Wall Street started June on a positive note despite rising geopolitical tensions after Iranian media reported that the “Axis of Resistance” could activate “all fronts,” eToro analyst for Romania, Bogdan Maioreanu.
President Donald Trump downplayed concerns over Iran negotiations, stating he was not worried if talks collapsed and noting that Iranian officials had not indicated any withdrawal from discussions. Oil prices surged to session highs, with Brent rising above $97 a barrel, after the report that talks between Iran and US were halting. Prices eventually pared some gains after Trump’s comments. Brent crude ended the session up about 4%, near $95 a barrel.
The market response highlighted a growing contrast between asset classes: while commodities continue to react sharply to geopolitical developments, equities remain largely focused on growth opportunities, particularly those linked to artificial intelligence.
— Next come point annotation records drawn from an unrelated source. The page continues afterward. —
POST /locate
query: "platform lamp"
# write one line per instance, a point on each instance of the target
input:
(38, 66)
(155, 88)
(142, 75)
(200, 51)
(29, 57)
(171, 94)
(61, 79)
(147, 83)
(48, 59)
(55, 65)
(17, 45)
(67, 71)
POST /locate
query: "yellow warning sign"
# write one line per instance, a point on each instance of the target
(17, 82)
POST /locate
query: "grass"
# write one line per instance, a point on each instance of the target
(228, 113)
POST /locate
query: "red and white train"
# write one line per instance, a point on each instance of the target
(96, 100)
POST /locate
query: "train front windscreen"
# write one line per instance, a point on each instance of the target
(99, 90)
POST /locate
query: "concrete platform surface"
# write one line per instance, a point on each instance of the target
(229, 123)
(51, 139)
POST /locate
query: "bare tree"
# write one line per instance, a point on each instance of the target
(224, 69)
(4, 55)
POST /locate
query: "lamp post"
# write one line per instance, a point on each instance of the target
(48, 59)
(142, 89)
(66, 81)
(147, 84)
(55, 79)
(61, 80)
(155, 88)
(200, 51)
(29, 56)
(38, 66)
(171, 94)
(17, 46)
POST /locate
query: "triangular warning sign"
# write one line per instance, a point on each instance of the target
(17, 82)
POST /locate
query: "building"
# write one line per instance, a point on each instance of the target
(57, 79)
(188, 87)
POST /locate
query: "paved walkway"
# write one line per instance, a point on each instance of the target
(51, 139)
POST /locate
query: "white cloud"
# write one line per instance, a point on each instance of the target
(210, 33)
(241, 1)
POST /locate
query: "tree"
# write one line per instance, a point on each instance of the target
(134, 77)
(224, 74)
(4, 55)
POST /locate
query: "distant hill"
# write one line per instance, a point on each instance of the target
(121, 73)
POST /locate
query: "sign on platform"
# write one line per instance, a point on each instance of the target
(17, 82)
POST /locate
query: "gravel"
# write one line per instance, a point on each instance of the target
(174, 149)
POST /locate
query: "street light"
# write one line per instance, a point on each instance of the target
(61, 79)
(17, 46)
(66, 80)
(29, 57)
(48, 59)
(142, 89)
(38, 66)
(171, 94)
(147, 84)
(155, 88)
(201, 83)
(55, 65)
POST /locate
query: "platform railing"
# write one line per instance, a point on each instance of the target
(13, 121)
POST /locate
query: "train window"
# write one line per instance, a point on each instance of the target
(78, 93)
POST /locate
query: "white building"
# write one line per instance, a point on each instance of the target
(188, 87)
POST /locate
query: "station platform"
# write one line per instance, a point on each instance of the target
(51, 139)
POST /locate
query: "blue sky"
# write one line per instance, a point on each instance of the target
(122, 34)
Commodities Paint a Mixed Picture
Reacting to geopolitical tensions, there was high volatility in the commodities world in May. On one hand, natural gas went up 18.94% for the month. On the other hand, oil went in the opposite direction: WTI down 16.22%, Brent down 16.85%. U.S. gas is rising because Europe continues to build up stocks ahead of winter, with the crisis in the eastern Mediterranean keeping LNG demand high, with the reopening of the distribution channel still only partial. Oil is falling because countries are emptying their strategic reserves, increasing supply, while Chinese demand has not yet shown the structural recovery the market was expecting. All of this is accompanied by a reduction in the geopolitical premiums factored into prices.
Tech Equities Extend Their Momentum Despite Geopolitical Tensions
Despite geopolitical volatility affecting commodity markets, the stock market is selectively focused on AI. Overall sector performance was mixed, with only two of the 11 S&P 500 sectors ending in positive territory, led by information technology and consumer discretionary, while utilities lagged the most. Technology was again the main engine, but it was a selective growth: hardware above software, and storage above enterprise.
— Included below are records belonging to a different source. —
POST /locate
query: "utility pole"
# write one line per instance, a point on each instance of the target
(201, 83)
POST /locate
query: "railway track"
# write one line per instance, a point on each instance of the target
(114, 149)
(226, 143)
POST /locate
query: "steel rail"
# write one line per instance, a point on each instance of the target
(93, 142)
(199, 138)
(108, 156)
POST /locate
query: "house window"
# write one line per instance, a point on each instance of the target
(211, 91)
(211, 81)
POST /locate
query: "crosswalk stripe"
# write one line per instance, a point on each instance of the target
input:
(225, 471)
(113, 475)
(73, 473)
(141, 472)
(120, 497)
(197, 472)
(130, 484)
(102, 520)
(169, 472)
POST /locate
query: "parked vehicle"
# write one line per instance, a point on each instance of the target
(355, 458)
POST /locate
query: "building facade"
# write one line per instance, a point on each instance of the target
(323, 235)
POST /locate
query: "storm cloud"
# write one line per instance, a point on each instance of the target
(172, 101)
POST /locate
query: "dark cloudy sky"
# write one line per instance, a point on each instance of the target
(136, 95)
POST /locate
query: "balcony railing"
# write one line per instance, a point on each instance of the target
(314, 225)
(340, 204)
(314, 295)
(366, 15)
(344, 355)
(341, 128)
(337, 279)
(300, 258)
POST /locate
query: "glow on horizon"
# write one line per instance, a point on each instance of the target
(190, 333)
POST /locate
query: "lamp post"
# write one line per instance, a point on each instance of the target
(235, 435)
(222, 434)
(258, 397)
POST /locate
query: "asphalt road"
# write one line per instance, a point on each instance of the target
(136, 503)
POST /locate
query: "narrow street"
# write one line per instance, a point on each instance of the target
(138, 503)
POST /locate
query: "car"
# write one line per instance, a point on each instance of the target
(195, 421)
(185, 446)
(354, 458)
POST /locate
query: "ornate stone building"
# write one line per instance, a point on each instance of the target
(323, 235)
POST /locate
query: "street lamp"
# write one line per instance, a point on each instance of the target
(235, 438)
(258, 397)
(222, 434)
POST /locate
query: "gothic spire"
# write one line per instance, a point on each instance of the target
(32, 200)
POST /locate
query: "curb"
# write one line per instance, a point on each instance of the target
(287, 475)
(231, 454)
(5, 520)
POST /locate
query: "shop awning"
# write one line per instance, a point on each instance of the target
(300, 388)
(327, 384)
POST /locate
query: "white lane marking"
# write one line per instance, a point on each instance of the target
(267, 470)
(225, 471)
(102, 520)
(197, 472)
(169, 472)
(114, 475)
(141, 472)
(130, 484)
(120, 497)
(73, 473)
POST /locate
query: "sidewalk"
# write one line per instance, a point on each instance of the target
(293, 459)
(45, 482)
Dell Technologies leads the monthly rankings with a price appreciation of over 101.4%, followed by Micron Technology +87.8% and Datadog at +87.1%. The common thread linking the top names is clear: storage, memory semiconductors, AI infrastructure. The market rewarded everything that physically touches data — stocks like Western Digital, HPE, NetApp and SMCI—the hardware on which artificial intelligence runs.
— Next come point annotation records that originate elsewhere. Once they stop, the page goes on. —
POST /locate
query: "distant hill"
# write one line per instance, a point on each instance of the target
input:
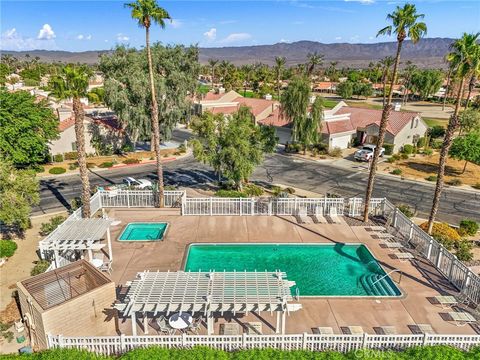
(426, 53)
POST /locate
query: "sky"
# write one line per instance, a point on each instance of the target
(99, 25)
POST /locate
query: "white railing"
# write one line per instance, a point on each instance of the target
(115, 345)
(138, 198)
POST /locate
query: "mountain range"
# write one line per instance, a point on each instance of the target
(426, 53)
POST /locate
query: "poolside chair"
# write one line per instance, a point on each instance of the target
(334, 216)
(461, 318)
(318, 217)
(163, 327)
(301, 216)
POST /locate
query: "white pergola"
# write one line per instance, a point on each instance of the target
(78, 234)
(206, 293)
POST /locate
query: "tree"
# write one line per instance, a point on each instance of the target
(26, 128)
(145, 12)
(233, 146)
(469, 121)
(278, 68)
(345, 89)
(405, 24)
(310, 125)
(313, 60)
(463, 59)
(73, 83)
(295, 100)
(19, 189)
(467, 148)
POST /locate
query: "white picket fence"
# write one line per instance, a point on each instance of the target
(116, 345)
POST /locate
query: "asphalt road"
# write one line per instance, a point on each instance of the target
(456, 204)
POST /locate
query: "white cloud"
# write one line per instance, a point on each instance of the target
(363, 2)
(211, 34)
(175, 23)
(122, 37)
(46, 33)
(84, 37)
(12, 40)
(235, 37)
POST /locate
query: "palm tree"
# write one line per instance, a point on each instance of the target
(278, 68)
(464, 60)
(212, 63)
(405, 24)
(72, 83)
(145, 12)
(386, 63)
(313, 59)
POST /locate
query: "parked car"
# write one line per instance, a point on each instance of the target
(137, 183)
(366, 153)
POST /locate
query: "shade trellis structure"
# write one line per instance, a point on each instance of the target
(152, 293)
(78, 234)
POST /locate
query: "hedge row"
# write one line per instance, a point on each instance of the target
(198, 353)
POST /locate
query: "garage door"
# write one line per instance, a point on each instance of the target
(341, 141)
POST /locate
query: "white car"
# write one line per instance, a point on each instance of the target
(137, 183)
(366, 153)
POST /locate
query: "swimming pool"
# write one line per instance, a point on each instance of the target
(317, 269)
(144, 231)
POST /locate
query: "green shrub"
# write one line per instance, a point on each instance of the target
(230, 193)
(388, 149)
(253, 190)
(130, 161)
(464, 250)
(106, 164)
(408, 149)
(73, 155)
(48, 227)
(406, 210)
(57, 170)
(468, 227)
(40, 267)
(58, 158)
(335, 152)
(454, 182)
(7, 248)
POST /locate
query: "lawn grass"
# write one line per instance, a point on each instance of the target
(431, 122)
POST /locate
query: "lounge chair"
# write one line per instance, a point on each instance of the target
(334, 216)
(461, 318)
(318, 217)
(302, 217)
(446, 301)
(163, 327)
(323, 330)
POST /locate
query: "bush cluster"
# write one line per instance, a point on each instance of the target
(57, 170)
(7, 248)
(200, 352)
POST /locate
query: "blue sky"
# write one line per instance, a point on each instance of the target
(95, 25)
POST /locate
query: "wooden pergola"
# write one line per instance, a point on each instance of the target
(152, 293)
(78, 234)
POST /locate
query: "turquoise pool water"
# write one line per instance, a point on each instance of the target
(143, 232)
(318, 270)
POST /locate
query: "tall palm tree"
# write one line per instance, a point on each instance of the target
(464, 59)
(386, 63)
(145, 12)
(212, 63)
(72, 83)
(405, 23)
(313, 60)
(278, 68)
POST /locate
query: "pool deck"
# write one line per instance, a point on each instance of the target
(420, 281)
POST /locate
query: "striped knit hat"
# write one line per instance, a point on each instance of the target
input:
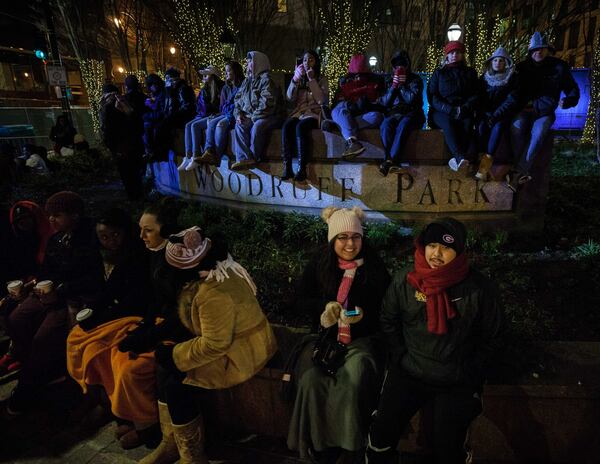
(187, 249)
(342, 220)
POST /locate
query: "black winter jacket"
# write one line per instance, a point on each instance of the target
(500, 101)
(461, 356)
(542, 83)
(369, 285)
(451, 87)
(406, 99)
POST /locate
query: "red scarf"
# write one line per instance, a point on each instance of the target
(349, 268)
(433, 283)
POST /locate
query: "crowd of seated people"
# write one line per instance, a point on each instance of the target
(149, 319)
(512, 101)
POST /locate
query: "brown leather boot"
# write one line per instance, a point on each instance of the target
(166, 452)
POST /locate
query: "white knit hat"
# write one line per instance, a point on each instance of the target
(342, 220)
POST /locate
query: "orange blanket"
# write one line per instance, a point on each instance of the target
(93, 358)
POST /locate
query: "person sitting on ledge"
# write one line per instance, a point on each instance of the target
(217, 131)
(404, 104)
(230, 341)
(453, 93)
(542, 79)
(258, 110)
(356, 104)
(207, 107)
(309, 90)
(498, 107)
(71, 275)
(341, 289)
(443, 323)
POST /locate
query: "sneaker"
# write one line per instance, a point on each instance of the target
(210, 157)
(186, 160)
(243, 165)
(484, 167)
(353, 149)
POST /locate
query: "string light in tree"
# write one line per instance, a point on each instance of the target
(93, 76)
(589, 130)
(346, 36)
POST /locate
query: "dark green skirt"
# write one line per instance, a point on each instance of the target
(331, 412)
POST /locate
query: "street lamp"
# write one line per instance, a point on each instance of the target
(454, 32)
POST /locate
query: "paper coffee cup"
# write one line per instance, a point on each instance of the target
(44, 286)
(15, 287)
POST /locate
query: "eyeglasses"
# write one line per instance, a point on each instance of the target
(347, 238)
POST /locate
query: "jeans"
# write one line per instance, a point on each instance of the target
(528, 133)
(295, 137)
(251, 137)
(193, 135)
(350, 125)
(458, 133)
(394, 134)
(217, 132)
(403, 396)
(490, 137)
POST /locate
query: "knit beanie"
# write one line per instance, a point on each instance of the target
(64, 202)
(342, 220)
(187, 249)
(446, 231)
(454, 45)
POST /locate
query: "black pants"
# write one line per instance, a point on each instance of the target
(181, 399)
(458, 133)
(295, 137)
(402, 397)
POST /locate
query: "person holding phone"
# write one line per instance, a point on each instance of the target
(404, 104)
(443, 322)
(309, 90)
(341, 289)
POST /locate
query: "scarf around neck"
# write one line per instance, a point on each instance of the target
(433, 283)
(349, 268)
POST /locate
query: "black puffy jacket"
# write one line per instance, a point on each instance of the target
(542, 83)
(451, 87)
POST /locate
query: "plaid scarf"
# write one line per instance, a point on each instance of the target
(349, 268)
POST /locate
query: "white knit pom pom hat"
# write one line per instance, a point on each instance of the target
(342, 220)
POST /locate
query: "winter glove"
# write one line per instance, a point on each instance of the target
(139, 340)
(164, 358)
(351, 319)
(298, 73)
(331, 314)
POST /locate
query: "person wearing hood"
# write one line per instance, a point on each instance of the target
(454, 93)
(498, 107)
(542, 79)
(207, 107)
(258, 110)
(309, 90)
(70, 275)
(230, 340)
(443, 323)
(356, 104)
(404, 104)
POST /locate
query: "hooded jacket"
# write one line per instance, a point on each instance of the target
(259, 97)
(462, 356)
(542, 84)
(501, 99)
(451, 87)
(408, 98)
The next catalyst: tech giant IPOs
Nvidia was up 5.8% in May, despite record earnings, but this gain at that market cap is no small feat. Google closed slightly down. Amazon rose 2%. Stocks with market caps over $3 trillion all clustered within a range that, by comparison with their previous evolution, appears narrow – between -5% and +15%. True performance was generated in the tech stocks within the $50 billion to $500 billion range in market capitalization. Mega-caps acted as a floor, not a ceiling.
The market continues to look at AI but is also waiting for potential IPOs. On Monday, Anthropic has confidentially submitted its draft initial public offering prospectus to the U.S. Securities and Exchange Commission. Anthropic has not set a price or finalized the number of shares that will be available if they go public, but this move signifies that the wait for one of the AI giants to go public maybe almost over. OpenAI was said to be preparing its own confidential filing for an initial public offering in the coming weeks.
Resilience Tested by Competing Forces
Markets are entering the final stretch of the second quarter balancing two powerful forces: structural enthusiasm around AI and rising geopolitical uncertainty. While equities continue to be supported by strong momentum in semiconductors and AI infrastructure plays, the divergence within sectors and market caps suggests a more selective environment rather than a broad-based rally. At the same time, oil’s volatility and shifting expectations around interest rates – now tilting away from cuts and toward potential hikes in 2027 – add a layer of macroeconomic risk that investors cannot ignore. With major catalysts ahead, including potential landmark AI IPOs and ongoing developments in the Middle East, markets remain resilient for now, but increasingly sensitive to any trigger that could disrupt the current equilibrium.